Much of the innovation in information retrieval and recommender systems focuses on better targeting in order to improve relevance. Those of us who develop such systems often take for granted that the axiomatic goal of relevance is to deliver the right content to the right people at the right time. We debate the means to achieve that goal, but we rarely debate the goal itself.
But we do need to question the unstated assumption that relevance should be our overarching goal. Optimizing for relevance can lead us to dark places.
Let’s consider ad targeting on Facebook, which has been in the news of late. Last year, civil rights groups sued Facebook for providing self-service tools that allowed advertisers to target housing and employment ads based on a variety of user attributes that included gender, age, and race. More recently, a research study demonstrated that, even when advertisers did not explicitly target specific demographic groups, Facebook’s own algorithms implemented a targeting strategy that reflected stereotypes.
Do Facebook and its advertisers intentionally engage in discrimination? It’s possible, but I doubt it — or at least I doubt that intentional discrimination is the main factor at play. Advertisers seek to maximize the return on their investment, which they believe they can achieve by optimizing for relevance. As a result, their relevance models, whether hand-tuned or machine-learned, aim to maximize click-through or conversion rate.

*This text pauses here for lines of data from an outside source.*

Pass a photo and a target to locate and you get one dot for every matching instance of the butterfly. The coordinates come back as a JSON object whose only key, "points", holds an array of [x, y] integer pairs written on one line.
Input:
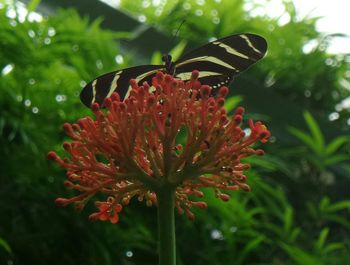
{"points": [[218, 62]]}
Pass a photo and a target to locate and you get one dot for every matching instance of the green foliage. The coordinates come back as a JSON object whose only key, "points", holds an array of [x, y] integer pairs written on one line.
{"points": [[321, 155], [292, 216]]}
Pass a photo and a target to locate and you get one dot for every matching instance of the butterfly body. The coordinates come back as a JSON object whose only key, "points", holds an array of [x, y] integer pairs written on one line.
{"points": [[218, 62]]}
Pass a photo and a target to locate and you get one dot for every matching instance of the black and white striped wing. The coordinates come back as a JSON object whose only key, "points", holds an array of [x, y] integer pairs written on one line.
{"points": [[118, 81], [218, 62]]}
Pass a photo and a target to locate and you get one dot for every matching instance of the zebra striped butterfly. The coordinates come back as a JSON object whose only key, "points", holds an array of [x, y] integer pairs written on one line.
{"points": [[218, 62]]}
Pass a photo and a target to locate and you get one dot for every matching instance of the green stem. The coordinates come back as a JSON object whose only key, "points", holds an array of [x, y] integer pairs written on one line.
{"points": [[166, 226]]}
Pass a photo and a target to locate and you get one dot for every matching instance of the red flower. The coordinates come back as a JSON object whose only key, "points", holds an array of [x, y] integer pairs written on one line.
{"points": [[179, 135]]}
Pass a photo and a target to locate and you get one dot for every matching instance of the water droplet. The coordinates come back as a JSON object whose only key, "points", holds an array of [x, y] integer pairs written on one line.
{"points": [[13, 23], [129, 254], [51, 32], [119, 59], [31, 33], [333, 116], [51, 179], [99, 64], [59, 98], [199, 12], [75, 47], [47, 41], [307, 93], [82, 83], [27, 103], [146, 3], [35, 110], [187, 6], [7, 69], [233, 229], [216, 234], [142, 18], [216, 20]]}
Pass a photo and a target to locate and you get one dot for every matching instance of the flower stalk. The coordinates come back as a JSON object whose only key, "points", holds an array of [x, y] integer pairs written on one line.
{"points": [[166, 226]]}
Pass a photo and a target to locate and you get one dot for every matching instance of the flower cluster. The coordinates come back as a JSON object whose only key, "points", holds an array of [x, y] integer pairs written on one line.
{"points": [[174, 133]]}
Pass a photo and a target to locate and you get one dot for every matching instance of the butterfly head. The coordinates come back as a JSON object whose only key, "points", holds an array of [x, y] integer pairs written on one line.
{"points": [[168, 63]]}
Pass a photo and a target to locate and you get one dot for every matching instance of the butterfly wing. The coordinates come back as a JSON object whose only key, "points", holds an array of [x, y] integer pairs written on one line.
{"points": [[218, 62], [117, 81]]}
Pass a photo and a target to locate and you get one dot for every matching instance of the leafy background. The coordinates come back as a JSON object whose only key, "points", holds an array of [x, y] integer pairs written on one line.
{"points": [[298, 210]]}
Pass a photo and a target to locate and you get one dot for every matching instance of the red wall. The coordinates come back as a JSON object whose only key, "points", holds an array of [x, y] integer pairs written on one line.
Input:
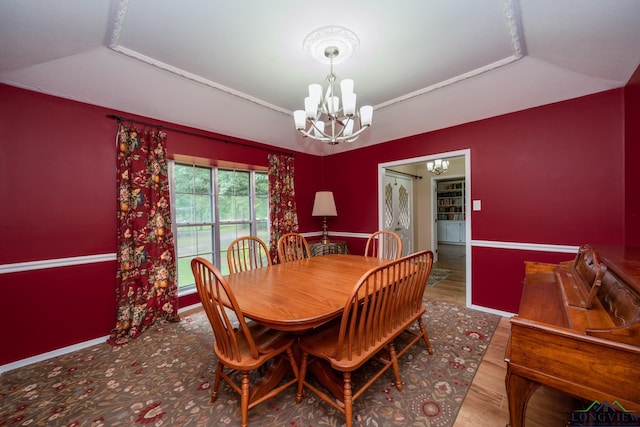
{"points": [[548, 175], [632, 159], [58, 200], [553, 174]]}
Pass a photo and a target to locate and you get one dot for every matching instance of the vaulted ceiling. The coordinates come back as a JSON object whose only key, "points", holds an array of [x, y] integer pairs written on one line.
{"points": [[238, 67]]}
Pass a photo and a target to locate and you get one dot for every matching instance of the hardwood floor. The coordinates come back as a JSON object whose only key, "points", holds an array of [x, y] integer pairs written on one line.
{"points": [[486, 402]]}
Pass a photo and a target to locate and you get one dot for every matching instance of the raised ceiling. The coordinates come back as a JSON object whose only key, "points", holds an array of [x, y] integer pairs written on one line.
{"points": [[238, 67]]}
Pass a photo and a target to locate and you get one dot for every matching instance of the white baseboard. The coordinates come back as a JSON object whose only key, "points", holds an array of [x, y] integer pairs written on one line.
{"points": [[65, 350]]}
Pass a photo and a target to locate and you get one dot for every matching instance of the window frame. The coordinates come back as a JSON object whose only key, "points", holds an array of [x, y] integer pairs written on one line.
{"points": [[216, 248]]}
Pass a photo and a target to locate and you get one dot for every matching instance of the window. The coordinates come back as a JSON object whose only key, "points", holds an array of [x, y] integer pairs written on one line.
{"points": [[212, 207]]}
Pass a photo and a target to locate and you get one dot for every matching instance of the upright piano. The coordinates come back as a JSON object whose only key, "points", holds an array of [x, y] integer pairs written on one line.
{"points": [[578, 330]]}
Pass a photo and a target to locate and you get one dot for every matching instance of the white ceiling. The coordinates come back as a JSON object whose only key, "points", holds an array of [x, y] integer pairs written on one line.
{"points": [[238, 67]]}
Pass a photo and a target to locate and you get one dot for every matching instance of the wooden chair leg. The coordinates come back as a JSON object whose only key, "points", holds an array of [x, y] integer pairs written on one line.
{"points": [[216, 382], [244, 398], [301, 376], [423, 330], [348, 402], [396, 367]]}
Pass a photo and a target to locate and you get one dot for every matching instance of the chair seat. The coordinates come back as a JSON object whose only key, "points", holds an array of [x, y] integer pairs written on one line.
{"points": [[269, 342], [322, 344]]}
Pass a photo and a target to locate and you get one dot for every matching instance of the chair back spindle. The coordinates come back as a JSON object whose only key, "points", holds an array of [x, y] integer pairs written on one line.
{"points": [[246, 253], [384, 244]]}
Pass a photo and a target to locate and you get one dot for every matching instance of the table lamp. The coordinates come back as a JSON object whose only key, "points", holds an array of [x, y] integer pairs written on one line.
{"points": [[324, 206]]}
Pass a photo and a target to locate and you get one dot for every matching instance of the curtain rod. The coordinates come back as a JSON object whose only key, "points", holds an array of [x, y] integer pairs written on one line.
{"points": [[187, 132], [404, 173]]}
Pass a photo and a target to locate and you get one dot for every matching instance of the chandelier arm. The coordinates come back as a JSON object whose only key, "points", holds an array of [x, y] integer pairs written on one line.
{"points": [[330, 107]]}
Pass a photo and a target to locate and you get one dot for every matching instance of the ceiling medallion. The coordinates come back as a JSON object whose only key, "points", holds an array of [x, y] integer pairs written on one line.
{"points": [[328, 117], [345, 40]]}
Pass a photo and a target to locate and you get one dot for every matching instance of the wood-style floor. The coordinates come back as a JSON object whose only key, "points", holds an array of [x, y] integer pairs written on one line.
{"points": [[486, 402]]}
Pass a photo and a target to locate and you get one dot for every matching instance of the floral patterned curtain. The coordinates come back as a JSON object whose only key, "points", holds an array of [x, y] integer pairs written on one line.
{"points": [[146, 273], [282, 200]]}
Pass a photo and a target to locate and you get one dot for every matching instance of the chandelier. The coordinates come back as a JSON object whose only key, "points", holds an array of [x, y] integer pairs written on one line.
{"points": [[328, 117], [438, 166]]}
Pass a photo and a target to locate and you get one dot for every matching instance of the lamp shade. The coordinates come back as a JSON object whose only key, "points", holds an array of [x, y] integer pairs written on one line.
{"points": [[324, 205]]}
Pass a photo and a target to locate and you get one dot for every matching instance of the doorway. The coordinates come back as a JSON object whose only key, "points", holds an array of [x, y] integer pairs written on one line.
{"points": [[398, 208], [424, 205]]}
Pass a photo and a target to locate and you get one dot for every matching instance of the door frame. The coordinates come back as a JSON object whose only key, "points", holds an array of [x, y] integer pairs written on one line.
{"points": [[467, 176], [390, 174]]}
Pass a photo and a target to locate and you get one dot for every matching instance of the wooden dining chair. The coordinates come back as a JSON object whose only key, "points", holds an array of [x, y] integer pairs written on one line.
{"points": [[247, 253], [293, 247], [243, 347], [384, 244], [368, 325]]}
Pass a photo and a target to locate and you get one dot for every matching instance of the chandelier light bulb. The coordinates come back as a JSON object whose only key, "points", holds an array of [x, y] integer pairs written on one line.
{"points": [[330, 118]]}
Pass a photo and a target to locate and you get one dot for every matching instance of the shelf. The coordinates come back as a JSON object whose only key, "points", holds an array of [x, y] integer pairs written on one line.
{"points": [[450, 200]]}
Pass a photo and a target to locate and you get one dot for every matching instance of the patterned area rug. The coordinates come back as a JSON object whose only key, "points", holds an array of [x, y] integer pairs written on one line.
{"points": [[162, 379], [437, 275]]}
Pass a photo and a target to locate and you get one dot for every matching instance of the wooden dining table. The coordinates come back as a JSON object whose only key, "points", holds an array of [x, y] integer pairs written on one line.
{"points": [[298, 296]]}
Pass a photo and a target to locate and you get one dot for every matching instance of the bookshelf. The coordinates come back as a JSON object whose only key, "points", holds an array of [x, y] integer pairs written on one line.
{"points": [[451, 213]]}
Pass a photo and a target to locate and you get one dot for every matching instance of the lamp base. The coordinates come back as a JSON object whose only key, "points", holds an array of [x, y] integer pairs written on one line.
{"points": [[325, 236]]}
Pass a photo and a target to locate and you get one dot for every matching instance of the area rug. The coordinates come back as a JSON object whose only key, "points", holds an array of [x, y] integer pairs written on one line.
{"points": [[163, 379], [437, 275]]}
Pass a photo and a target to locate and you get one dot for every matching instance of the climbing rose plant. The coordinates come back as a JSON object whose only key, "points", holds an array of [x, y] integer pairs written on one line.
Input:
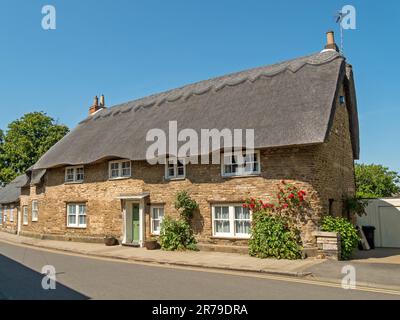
{"points": [[273, 233]]}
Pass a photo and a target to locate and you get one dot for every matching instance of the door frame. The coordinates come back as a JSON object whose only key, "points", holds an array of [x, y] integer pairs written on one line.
{"points": [[127, 221]]}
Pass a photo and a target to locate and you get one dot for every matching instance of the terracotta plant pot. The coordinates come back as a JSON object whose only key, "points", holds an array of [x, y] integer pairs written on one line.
{"points": [[110, 241], [151, 244]]}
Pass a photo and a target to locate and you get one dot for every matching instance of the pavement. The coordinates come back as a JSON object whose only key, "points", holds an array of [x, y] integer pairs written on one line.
{"points": [[379, 268], [199, 259], [81, 277]]}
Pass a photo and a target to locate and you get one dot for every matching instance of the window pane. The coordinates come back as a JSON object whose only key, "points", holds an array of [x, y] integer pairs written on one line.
{"points": [[225, 212], [82, 220], [71, 209], [82, 209], [218, 212], [242, 227], [181, 171], [156, 225], [72, 220]]}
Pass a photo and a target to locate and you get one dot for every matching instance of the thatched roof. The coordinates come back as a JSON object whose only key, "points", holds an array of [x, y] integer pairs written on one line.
{"points": [[288, 104]]}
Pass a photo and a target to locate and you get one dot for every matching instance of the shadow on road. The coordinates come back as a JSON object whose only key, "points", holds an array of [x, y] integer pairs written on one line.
{"points": [[18, 282]]}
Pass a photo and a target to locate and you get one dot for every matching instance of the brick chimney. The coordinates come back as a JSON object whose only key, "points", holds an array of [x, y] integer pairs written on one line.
{"points": [[330, 41], [96, 107]]}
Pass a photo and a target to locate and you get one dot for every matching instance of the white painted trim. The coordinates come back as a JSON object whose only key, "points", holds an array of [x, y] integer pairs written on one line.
{"points": [[231, 234], [120, 176], [241, 172], [175, 176], [125, 204], [75, 169]]}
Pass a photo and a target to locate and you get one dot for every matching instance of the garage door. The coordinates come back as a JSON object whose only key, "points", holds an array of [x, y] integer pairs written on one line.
{"points": [[390, 226]]}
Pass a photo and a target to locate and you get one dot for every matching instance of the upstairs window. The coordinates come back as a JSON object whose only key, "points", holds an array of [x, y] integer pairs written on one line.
{"points": [[120, 169], [74, 174], [175, 168], [35, 210], [241, 163]]}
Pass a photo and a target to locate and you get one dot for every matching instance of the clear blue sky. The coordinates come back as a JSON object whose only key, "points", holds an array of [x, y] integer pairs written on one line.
{"points": [[127, 49]]}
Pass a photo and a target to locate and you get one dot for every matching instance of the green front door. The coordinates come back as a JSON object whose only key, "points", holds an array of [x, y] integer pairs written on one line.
{"points": [[135, 223]]}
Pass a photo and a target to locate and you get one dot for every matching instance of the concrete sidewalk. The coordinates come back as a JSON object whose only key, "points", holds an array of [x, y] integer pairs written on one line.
{"points": [[200, 259]]}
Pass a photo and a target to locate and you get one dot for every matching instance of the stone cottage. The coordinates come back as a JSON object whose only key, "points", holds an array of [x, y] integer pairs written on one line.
{"points": [[10, 204], [97, 180]]}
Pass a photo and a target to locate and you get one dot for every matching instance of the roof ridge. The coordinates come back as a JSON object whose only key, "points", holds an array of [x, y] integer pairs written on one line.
{"points": [[217, 83]]}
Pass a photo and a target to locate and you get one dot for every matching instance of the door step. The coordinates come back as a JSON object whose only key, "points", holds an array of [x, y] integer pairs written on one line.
{"points": [[223, 248], [134, 245]]}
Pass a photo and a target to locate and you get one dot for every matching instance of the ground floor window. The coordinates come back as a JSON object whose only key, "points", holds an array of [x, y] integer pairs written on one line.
{"points": [[231, 221], [25, 215], [157, 215], [76, 215]]}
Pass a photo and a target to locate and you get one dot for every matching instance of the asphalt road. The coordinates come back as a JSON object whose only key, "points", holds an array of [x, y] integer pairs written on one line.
{"points": [[89, 278]]}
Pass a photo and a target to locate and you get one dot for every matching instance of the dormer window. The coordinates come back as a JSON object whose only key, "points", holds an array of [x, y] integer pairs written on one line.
{"points": [[175, 168], [74, 174], [120, 169], [241, 163]]}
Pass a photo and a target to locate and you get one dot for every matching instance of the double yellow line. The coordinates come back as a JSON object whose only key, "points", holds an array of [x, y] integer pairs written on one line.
{"points": [[322, 283]]}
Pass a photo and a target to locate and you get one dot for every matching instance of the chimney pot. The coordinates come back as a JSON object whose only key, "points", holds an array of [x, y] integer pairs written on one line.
{"points": [[330, 41], [95, 107]]}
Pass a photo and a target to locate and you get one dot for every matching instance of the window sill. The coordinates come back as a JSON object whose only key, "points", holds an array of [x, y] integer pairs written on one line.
{"points": [[243, 176], [229, 238], [175, 179], [73, 182], [119, 178]]}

But regardless of their creators’ intentions, relevance-optimized models can both reflect and perpetuate stereotypes. For example, once a model “decides” that women are less likely than men to click on job ads for police officers — which may indeed be the case — the model becomes less likely to show those ads to women, which in turn makes those opportunities less accessible to women. People can still discover the opportunities without the benefit of the ads, but targeted advertising nonetheless contributes to discrimination.
Not Just Ads
Targeting doesn’t just take place in the context of advertising. Search engines and other recommender systems increasingly look to personalization as a way to improve relevance. Personalization often means that the user’s gender, age, and race — or proxies for them — serve as inputs to the relevance model.
Consider a search for “shoes” or “pants” on an ecommerce site. A search engine that knows the searcher’s gender or age can use this knowledge to deliver more relevant results for broad queries like these.
But it’s easy to slide down a slippery slope to amplifying stereotypes. For example, what if someone searches for “toys”? A personalized relevance model might favor stereotypically masculine and feminine toys, depending on the searcher’s gender — especially if results that align with those stereotypes tend to lead to higher click-through or conversion rates. Similarly, personalized relevance on a job search site could promote the same kinds of stereotypes as Facebook’s targeted advertising.
A Conflict of Objectives
By design, relevance models optimize for return on investment. Advertisers want to maximize the number of clicks or conversions per dollar spent. Search engines and recommender systems have similar objectives.
In the best cases, these models also optimize for user happiness. That makes relevance sound like the right goal—after all, what users want to see content that isn’t relevant to their interests?
Relevance models, however, have an impact that extends beyond users’ immediate interactions with them. Because we constantly interact with advertising, search, and recommender systems, these models are increasingly filters that influence and mediate our access to the world around us.
For a single interaction, relevance is an individual concern. However, the aggregate effect of all of our interactions with relevance models is a collective concern. Our relevance models play an increasingly important role in shaping our society. Specifically, by optimizing for click-through and conversion rate, relevance models have a tendency to reinforce and amplify social problems.
No Easy Answers
It’s hard to blame people or algorithms for pursuing relevance as an objective. Advertisers have good reasons to want to maximize their return on their financial investment, and the developers of search engines and recommender systems seek to make the most of their opportunities to attract user engagement. Moreover, many of the creators of these systems truly aim to align their benefits with those of their users.
But when doing so harms the overall ecosystem, it’s a problem. As a society, we risk sliding down the gradient and trapping ourselves in local optima — specifically trapping ourselves in a place where demographics determine opportunity. That is simply unacceptable in an society that values inclusion.
Those of us who build these systems need to think beyond the immediate optimization of our relevance models. We must consider the ecological costs. Sometimes, we have to make decisions that sacrifice our individual return on investment to ensure a healthy world for everyone.
Because, like freedom, inclusivity isn’t free.